Atypical intussusception in infants
Keywords:
intussusception, intestinal occlusion, invagination.Abstract
Introduction: Intussusception constitutes a surgical emergency and it is also the most frequent cause of intestinal occlusion in infants and in children under 2 years of age. It is defined as the introduction of a segment of intestine and its mesentery into another, in a telescopic way. It should be highly suspected in order to make a timely diagnosis and avoid serious complications. This work is based on the presentation of a clinical case that shows an atypical form of this condition.
Objective: To describe intervention in children with intussusception secondary to mesenteric lymphadenopathy.

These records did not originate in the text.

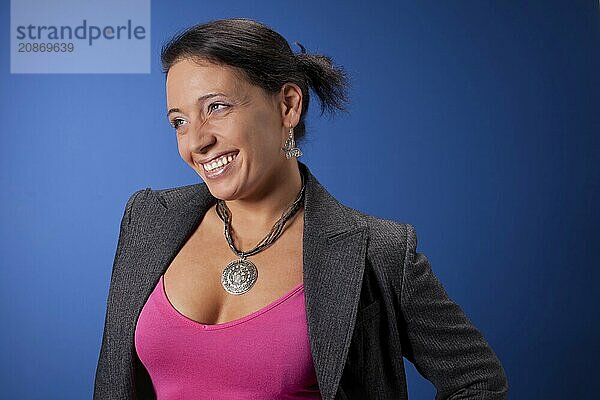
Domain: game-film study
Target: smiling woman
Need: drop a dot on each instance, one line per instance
(257, 283)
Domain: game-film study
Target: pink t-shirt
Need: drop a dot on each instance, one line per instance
(264, 355)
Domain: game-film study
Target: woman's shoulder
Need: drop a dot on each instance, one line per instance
(166, 195)
(384, 231)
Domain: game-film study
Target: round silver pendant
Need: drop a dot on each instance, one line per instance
(239, 276)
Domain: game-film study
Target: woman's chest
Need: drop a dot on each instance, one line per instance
(192, 282)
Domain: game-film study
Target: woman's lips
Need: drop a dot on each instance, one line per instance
(219, 172)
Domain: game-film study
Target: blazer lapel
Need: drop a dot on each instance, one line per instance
(334, 245)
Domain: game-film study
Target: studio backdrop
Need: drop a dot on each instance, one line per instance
(475, 121)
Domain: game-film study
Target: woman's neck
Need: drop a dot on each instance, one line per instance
(255, 217)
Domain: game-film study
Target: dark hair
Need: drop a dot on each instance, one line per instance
(265, 59)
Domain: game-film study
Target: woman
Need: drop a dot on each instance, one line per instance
(257, 283)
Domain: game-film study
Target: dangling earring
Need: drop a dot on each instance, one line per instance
(290, 148)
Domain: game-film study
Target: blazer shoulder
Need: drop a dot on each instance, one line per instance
(383, 229)
(167, 196)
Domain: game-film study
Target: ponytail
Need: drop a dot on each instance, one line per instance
(330, 83)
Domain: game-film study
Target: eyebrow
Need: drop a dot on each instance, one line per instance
(199, 100)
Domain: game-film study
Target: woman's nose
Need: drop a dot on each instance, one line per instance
(201, 137)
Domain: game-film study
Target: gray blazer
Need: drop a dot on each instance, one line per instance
(371, 299)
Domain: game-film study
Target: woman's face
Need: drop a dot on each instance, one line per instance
(215, 113)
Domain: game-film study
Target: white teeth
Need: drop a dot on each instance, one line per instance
(218, 163)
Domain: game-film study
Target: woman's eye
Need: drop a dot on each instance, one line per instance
(213, 106)
(176, 123)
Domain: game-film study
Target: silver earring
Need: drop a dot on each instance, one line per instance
(290, 148)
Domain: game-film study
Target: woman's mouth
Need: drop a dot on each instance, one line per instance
(219, 166)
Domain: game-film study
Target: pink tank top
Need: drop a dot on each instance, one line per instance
(264, 355)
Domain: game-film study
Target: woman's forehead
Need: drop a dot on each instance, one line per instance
(188, 79)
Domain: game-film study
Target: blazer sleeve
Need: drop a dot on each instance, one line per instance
(440, 340)
(108, 384)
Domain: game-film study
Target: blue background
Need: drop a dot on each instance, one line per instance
(475, 121)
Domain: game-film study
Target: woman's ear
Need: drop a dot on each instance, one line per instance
(291, 104)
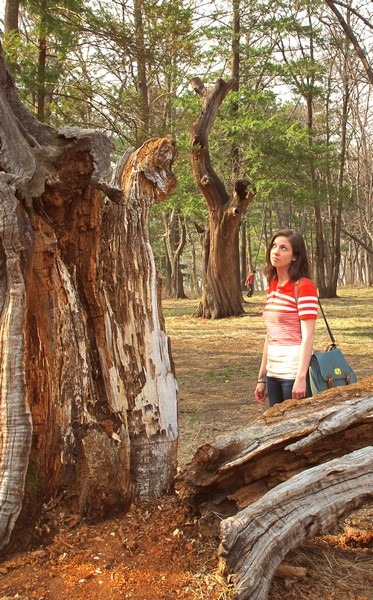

Case presentation: Male infant 6 months old, white, from a rural area, with a history of upper respiratory infection (common cold) 10 days before, eutrophic, who was brought to the emergency area because of lethargy and bilious vomiting. Physical examination: Lethargic infant who opens his eyes in response to stimuli. Weak cry. Abdomen slightly distended, soft, no visceromegaly, no peritoneal reaction, no abdominal tumor palpable. Rectal examination was performed where tonic sphincter and empty rectal ampulla were found. During abdominal ultrasound, an image suggestive of intestinal intussusception was detected and a presumptive diagnosis was established. During surgery the diagnosis was confirmed and the presence of mesenteric adenopathies was detected as a triggering factor.
Conclusions: Intussusception should always be suspected in any infant presenting viral infection with lethargy and bilious vomiting, because the lymphadenopathies which are in the mesentery may hypertrophy and act as an invaginating head, causing intussusception. Timely diagnosis and proper management can prevent serious complications, even death.